Usciamo dallo sbornia del capitalismo globalizzato, dei benefici che i teorici del liberismo incontrollato hanno attribuito ai movimenti di capitale da un punto all'altro del pianeta ignorando l'effetto di maggiore concentrazione della ricchezza che i mercati globali hanno provocato sia nei Paesi ricchi sia nei Paesi in via di sviluppo.

La disuguaglianza economica è aumentata negli anni recenti tanto che sta creando ostacoli al capitalismo su scala mondiale rallentando la diffusione del benessere dopo aver consegnato alla finanza (banche e fondi d'investimento) il predominio sulle attività produttive (agricoltura, industria e terziario come il commercio e i servizi sociali).

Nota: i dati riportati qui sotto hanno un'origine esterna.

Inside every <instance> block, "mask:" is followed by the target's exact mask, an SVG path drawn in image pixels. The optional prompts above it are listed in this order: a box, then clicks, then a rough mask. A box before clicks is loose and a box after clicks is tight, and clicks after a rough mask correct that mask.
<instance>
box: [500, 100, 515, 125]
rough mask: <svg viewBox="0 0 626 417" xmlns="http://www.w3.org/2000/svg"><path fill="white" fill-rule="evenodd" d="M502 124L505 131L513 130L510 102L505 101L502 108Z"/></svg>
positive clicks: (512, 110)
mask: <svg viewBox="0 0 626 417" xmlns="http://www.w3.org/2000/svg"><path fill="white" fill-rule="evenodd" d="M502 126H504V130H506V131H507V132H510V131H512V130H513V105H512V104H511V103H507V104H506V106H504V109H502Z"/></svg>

Un bel libretto scritto da Noam Chomsky (Le dieci leggi del potere. Requiem per il sogno americano, a cura di P.Hutchison, K.Nyks e J.P.Scott, editore Ponte alle Grazie, Gruppo editoriale Mauri Spagnol, Milano, agosto 2017) prevede che il capitalismo globalizzato, a partire dall'America con l'elezione di Trump, abbia gettato le premesse per la "distruzione della vita umana organizzata" (pagine 140 e seguenti) spingendo il pianeta verso la catastrofe ecologica e verso la guerra nucleare. Senza giungere a queste previsioni catastrofiche del radicale Chomsky, un intellettuale comunque libero e indipendente dal potere, non vi è dubbio che la dittatura del capitale finanziario, la concentrazione delle ricchezze che alimenta, il passaggio ormai compiuto dalla concorrenza delle piccole imprese alle grandi imprese oligopolistiche che si fronteggiano e si spartiscono i mercati dei prodotti nuovi, tutto ciò porta al ristagno dell'economia mondiale e in molti Paesi all'emarginazione di lavoratori espulsi dalla produzione e immiseriti, ridotti alla ricerca di un sussidio che permetta loro di sopravvivere.

I riformisti, ai quali sento di appartenere senza curarmi degli aggettivi poco lusinghieri come "sporco" assegnatomi da tempo, pensano/pensiamo che ci siano ancora spazi per "includere" i cittadini emarginati, soprattutto i giovani, nello sviluppo economico dando nuovo ossigeno, nuovi stimoli alle attività economiche.

Insomma lo sviluppo economico o sarà inclusivo di energie fresche oppure non ci sarà affatto. Anzi se non invertiamo la tendenza all'accoppiata micidiale tra la finanza internazionale dominante nei mercati globali e il populismo serpeggiante tra i movimenti politici di destra, ci troveremo soffocati da una nuova crisi monetaria (di euro, dollaro, sterlina e yen) e dalla paralisi della democrazia rappresentativa.